The search for explanations for this warlike version of democracy is deeply ingrained in what has emerged as the defining character of the Nigerian state and its political architecture. It must take into consideration Nigeria’s emerging national character and long standing reputation as a crime scene state merely pretending to use the veneer of democracy to earn respectability among nations. Joining the club of democratic nations is different from cultivating a culture of credible democracy.

As this reporter recently opined in this column a few weeks back, “Nigeria’s institutions of nationhood are essentially administered more like criminal cartels than as tools of collective sovereignty in any enlightened sense. At best, Nigeria under Mr. Buhari has degenerated into a sovereign crime scene. A crime scene with flag, anthem and the insignia and paraphernalia of sovereign nationhood is itself a dangerous proposition. It is made even more dangerous when it is a nation state presided over by a revolving conclave of gangster collectives.  It exports crude oil but insists on importing refined petroleum products to line the pockets of a handful of oligarchs. It runs on multiple exchange rates so that patronage can feed unfettered on the commonwealth. It arms a security force to supervise the routine stealing of half of its crude oil production. It buys arms and ammunition to fight an insurgency funded and created by known political figures so that a “security industry” of corrupt officers can thrive. Who needs a more elaborate crime scene than this?

In such a crime scene state, it is foolish to judge the actions of any state institution by rational moral parameters. Politics is ordinarily said to be amoral. Worse still, the politics of a sovereign crime scene cannot but reflect the essential morality of a jungle ruled by the ethics of gangsters. In such a place, the quest for political preeminence can only be a battle among captains of a pirate ship, a stampede among treasure raiders. The rules of engagement in that battle can at best only be a code of dishonour drawn up by thieves in a jungle retreat.”

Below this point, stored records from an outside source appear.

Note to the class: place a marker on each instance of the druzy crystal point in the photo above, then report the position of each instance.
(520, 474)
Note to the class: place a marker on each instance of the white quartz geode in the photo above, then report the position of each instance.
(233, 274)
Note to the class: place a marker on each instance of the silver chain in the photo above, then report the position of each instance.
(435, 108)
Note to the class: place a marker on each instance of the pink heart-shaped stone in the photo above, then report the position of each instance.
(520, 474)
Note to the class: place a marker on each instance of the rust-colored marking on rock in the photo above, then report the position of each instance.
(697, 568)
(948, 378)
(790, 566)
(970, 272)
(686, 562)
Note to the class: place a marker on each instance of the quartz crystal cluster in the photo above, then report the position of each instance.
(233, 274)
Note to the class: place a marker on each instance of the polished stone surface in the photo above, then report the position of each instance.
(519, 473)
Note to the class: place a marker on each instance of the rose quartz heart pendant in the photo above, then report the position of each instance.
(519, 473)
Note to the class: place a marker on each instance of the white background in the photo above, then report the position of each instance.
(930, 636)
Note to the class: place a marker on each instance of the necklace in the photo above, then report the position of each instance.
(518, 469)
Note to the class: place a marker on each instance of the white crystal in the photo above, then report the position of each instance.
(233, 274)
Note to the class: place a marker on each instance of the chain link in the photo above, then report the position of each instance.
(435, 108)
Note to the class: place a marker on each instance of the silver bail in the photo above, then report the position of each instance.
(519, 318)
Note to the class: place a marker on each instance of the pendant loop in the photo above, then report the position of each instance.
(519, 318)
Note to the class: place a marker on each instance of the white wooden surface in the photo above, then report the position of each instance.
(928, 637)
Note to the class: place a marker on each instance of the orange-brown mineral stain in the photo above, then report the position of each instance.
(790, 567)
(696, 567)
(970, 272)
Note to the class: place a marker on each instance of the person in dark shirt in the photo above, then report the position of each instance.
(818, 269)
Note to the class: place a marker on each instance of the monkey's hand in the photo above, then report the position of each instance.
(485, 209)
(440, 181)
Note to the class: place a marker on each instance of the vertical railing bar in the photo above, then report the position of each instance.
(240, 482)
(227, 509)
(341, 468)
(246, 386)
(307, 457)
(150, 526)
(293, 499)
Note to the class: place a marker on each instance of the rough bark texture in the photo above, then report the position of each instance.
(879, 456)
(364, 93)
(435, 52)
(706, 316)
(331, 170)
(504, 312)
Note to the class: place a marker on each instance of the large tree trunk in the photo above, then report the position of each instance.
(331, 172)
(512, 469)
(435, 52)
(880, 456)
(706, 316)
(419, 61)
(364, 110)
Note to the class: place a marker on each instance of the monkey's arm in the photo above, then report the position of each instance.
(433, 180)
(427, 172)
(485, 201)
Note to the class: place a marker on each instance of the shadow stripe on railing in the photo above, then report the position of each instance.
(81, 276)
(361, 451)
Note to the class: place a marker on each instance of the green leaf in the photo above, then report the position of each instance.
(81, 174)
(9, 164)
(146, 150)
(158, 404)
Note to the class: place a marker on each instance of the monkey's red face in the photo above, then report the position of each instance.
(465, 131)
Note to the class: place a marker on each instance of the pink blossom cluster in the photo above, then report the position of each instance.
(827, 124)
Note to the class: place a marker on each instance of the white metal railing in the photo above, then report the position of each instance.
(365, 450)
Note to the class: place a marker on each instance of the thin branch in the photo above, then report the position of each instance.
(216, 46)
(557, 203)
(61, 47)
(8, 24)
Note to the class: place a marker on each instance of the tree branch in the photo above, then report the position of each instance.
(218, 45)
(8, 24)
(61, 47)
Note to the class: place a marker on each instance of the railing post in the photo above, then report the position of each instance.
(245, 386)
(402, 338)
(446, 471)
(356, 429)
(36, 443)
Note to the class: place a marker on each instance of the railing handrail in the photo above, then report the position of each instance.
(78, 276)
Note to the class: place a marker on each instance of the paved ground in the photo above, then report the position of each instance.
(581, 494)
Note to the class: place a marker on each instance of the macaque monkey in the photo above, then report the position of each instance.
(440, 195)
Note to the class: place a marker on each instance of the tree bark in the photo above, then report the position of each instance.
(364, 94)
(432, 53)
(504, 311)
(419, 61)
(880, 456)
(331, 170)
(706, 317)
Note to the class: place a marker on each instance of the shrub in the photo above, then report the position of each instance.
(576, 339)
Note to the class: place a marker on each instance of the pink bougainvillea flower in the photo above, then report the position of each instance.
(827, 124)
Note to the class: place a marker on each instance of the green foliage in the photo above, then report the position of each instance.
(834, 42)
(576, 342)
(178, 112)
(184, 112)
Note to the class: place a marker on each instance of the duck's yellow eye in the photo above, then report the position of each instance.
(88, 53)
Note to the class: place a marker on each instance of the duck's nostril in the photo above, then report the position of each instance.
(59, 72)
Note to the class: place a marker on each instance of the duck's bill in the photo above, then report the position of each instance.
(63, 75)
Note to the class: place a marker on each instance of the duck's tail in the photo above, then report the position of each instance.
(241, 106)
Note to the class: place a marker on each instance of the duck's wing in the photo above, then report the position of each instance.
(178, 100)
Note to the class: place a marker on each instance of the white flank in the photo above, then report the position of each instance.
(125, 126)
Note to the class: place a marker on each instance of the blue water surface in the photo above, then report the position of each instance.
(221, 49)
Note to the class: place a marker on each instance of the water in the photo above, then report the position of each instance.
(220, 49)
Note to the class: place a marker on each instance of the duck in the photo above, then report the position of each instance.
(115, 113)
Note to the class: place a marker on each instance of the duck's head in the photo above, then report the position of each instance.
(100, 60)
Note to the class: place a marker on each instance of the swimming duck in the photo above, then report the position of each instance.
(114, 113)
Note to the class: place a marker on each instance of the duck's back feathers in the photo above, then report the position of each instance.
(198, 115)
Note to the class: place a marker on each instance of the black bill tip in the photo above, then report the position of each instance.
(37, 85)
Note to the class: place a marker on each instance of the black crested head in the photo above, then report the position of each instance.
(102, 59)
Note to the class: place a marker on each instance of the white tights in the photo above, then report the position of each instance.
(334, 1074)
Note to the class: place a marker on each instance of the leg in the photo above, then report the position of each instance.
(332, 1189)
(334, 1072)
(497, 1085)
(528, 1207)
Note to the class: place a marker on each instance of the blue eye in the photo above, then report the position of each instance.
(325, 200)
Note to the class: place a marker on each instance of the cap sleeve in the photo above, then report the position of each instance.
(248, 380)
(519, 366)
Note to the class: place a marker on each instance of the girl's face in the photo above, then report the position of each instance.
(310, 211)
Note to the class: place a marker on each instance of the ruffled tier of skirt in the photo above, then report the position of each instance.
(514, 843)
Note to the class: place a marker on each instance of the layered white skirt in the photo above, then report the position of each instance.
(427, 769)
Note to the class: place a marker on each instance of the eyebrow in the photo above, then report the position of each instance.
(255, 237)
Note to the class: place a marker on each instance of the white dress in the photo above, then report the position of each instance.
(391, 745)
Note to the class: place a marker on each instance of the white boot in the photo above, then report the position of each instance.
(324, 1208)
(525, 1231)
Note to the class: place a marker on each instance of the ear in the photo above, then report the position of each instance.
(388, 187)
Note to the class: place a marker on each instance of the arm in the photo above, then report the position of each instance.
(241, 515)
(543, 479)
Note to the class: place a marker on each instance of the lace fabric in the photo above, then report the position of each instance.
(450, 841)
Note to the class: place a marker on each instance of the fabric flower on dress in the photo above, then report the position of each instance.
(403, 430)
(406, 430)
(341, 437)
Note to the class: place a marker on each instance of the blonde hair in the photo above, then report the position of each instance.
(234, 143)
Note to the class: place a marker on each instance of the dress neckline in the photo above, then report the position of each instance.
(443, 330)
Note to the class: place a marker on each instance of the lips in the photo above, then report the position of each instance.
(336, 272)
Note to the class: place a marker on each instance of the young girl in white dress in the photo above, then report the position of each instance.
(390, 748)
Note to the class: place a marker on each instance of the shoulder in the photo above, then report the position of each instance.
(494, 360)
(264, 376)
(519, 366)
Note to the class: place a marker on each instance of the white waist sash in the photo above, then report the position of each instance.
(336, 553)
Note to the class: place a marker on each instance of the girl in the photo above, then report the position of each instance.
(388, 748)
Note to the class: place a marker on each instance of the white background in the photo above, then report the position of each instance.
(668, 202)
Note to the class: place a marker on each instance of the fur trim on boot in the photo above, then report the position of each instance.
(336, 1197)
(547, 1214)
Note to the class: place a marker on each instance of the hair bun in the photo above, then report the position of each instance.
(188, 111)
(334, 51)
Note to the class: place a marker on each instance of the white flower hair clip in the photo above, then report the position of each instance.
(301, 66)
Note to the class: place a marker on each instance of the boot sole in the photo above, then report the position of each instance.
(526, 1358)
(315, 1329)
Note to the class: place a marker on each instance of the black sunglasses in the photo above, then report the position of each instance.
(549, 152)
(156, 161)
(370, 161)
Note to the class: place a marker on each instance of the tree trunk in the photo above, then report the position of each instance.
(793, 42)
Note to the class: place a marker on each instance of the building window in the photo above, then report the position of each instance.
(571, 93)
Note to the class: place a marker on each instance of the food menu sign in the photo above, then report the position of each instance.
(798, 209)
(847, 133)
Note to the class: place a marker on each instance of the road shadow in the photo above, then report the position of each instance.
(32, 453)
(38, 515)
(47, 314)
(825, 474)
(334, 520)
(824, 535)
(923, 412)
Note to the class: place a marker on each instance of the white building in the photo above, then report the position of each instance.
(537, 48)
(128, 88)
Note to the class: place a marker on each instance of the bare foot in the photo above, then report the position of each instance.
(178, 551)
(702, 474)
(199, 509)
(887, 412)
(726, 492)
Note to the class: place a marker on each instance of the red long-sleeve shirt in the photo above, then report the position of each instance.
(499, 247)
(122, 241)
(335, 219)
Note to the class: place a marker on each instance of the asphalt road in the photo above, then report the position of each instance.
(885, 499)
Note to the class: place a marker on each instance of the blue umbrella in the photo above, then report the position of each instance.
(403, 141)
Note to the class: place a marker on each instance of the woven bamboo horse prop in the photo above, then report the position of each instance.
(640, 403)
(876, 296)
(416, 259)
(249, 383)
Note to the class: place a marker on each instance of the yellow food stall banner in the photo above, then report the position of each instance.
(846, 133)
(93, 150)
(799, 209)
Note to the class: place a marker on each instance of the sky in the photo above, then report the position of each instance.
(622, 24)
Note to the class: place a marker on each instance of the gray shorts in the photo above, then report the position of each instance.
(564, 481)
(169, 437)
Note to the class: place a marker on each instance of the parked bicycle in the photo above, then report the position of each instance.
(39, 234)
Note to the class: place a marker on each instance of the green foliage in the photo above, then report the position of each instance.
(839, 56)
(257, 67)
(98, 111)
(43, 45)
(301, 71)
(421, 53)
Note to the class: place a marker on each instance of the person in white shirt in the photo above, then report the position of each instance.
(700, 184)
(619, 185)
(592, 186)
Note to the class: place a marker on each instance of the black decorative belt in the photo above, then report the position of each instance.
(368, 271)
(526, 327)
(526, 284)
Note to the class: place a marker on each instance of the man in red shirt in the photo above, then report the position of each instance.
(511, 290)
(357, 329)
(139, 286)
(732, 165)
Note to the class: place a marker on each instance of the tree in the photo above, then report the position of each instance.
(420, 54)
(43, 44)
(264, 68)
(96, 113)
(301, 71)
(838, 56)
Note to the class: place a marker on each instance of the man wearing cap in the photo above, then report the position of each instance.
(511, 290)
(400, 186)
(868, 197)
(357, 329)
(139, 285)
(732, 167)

Yet the possibility of collective retrieval is not beyond us. We have survived worse times. At those moments when the world fears that the Nigerian house is about to fall, our Tower of Pisa has endured. Our exceptionalism as a nation resides in the fact that we have become the come back nation. It is precisely that quality of resilience and resurgent renaissance that we now need to remake our democracy and heal our nation. The burden of that resurgence lies most heavily on the shoulders of the youth who trooped out at this election to answer a different call,

It is a long route and a treacherous path. But we must begin again now to build a new national order founded on unity and the abiding principles of credible democracy. Here then is the well defined agenda of the next set of ‘elected’ leaders of our land.